In view of the growing number of cases of arbitrary detention, enforced disappearances, administrative detention, and Israel's application of its "illegal combatants" law—which violates international law—to prisoners and detainees in the Gaza Strip, as well as the documentation of testimonies regarding the systematic Israeli torture of Palestinian detainees, Euro-Med Monitor reiterated its call for the International Committee of the Red Cross (ICRC) to take up its responsibilities and investigate the conditions of Palestinian detainees in Israeli prisons, particularly those involving women and girls.
The rights group urged the ICRC to take public stances and release statements each time Israel blocks it from carrying out its mandated duties, the most notable of which is paying visits to Palestinian detainees and prisoners.
Euro-Med Monitor also called on Alice Jill Edwards, the Special Rapporteur of the United Nations on the subject of torture and other cruel, inhuman, or degrading treatment or punishment, to look into the serious crimes and grave violations that Palestinian female detainees have suffered, and to submit reports on these violations in order to help international courts and investigative committees with their work in examining and trying cases involving crimes committed by the Israeli army against the Palestinian people in the Gaza Strip.
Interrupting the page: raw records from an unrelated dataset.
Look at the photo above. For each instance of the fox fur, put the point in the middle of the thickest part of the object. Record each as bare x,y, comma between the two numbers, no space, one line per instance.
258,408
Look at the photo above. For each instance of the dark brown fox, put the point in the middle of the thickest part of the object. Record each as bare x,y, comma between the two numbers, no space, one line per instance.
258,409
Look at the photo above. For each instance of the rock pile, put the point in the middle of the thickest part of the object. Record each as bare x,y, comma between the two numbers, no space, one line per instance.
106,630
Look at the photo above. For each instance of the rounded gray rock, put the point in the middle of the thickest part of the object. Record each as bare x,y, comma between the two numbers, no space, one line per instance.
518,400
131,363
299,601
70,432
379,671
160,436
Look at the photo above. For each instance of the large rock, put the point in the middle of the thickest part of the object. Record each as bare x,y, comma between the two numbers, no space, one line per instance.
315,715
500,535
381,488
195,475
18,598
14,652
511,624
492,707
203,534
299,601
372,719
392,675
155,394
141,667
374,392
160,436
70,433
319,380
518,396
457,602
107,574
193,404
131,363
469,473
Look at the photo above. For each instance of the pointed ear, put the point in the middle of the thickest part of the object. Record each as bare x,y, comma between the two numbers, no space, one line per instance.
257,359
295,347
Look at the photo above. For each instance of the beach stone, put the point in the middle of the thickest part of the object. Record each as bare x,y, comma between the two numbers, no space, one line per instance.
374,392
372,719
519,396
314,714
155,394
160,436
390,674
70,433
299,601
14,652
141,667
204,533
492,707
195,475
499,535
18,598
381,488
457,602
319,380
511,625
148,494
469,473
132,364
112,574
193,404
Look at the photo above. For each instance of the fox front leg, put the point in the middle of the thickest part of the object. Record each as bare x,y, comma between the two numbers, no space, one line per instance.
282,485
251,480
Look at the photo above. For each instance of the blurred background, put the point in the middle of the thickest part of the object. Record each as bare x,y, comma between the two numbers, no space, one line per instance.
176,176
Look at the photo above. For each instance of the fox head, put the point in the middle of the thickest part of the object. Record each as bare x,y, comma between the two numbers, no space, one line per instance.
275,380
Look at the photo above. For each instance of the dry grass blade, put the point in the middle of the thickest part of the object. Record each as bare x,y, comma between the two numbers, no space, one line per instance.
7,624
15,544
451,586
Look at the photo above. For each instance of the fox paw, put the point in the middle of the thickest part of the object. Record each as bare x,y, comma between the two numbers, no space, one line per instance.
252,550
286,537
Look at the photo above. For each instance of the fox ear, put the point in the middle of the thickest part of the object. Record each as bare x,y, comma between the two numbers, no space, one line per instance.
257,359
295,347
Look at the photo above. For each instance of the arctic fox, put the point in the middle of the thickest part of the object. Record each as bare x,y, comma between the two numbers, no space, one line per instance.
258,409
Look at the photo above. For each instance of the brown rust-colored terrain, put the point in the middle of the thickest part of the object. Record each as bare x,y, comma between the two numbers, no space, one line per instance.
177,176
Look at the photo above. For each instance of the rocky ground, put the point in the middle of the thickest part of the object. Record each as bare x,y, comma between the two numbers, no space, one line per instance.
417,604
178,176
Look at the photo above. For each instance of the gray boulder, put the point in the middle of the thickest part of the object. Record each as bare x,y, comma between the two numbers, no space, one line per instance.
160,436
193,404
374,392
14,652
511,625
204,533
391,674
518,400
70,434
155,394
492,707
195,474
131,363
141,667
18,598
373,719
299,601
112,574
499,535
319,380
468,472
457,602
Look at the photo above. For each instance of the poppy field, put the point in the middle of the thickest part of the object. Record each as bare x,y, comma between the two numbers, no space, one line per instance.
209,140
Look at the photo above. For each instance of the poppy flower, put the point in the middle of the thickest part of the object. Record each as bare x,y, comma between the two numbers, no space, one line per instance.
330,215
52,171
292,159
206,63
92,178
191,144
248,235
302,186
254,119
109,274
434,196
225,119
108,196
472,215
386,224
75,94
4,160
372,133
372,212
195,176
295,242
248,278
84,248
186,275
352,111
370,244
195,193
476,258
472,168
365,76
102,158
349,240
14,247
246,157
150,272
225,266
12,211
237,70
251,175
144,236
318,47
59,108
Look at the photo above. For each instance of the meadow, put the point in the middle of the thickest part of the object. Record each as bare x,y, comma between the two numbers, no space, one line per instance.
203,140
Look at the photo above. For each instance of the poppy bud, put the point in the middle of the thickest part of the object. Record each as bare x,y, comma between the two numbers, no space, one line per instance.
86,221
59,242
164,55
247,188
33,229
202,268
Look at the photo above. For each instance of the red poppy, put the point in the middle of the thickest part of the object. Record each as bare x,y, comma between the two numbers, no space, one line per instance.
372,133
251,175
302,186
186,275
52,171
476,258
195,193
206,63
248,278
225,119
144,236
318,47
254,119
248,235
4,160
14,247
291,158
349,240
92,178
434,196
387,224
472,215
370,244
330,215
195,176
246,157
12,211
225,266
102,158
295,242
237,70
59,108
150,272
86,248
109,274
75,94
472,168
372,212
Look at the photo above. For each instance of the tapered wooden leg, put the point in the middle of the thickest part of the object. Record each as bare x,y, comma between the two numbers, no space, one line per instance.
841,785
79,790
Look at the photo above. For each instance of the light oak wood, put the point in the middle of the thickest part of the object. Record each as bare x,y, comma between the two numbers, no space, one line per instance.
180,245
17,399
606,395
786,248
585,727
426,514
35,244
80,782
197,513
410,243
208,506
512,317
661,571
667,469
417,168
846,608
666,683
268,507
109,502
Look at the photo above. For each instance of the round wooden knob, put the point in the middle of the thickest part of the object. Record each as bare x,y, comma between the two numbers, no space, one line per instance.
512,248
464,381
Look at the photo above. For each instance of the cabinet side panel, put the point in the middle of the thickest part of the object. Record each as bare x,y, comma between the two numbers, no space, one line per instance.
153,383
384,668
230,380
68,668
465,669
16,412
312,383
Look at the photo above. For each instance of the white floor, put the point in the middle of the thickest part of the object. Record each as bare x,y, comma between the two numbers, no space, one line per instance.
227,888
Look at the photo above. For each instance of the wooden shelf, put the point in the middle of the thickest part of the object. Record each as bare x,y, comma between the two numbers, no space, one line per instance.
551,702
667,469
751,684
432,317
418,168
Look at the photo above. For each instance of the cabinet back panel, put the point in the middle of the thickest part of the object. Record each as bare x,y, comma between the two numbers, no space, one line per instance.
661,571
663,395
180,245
In addition, Euro-Med Monitor renewed calls for the formation of an independent international investigation committee specialising in Israel's ongoing genocidal war on the Gaza Strip, and to enable the independent international investigation committee concerned with the Occupied Palestinian Territory that was formed back in 2021 to carry out its work. This would include ensuring the committee's access to the Gaza Strip and opening the necessary investigations into all crimes and violations committed against Palestinians there, including the crimes of torture and inhuman treatment to which Palestinian women are exposed, as well as all forms of sexual violence.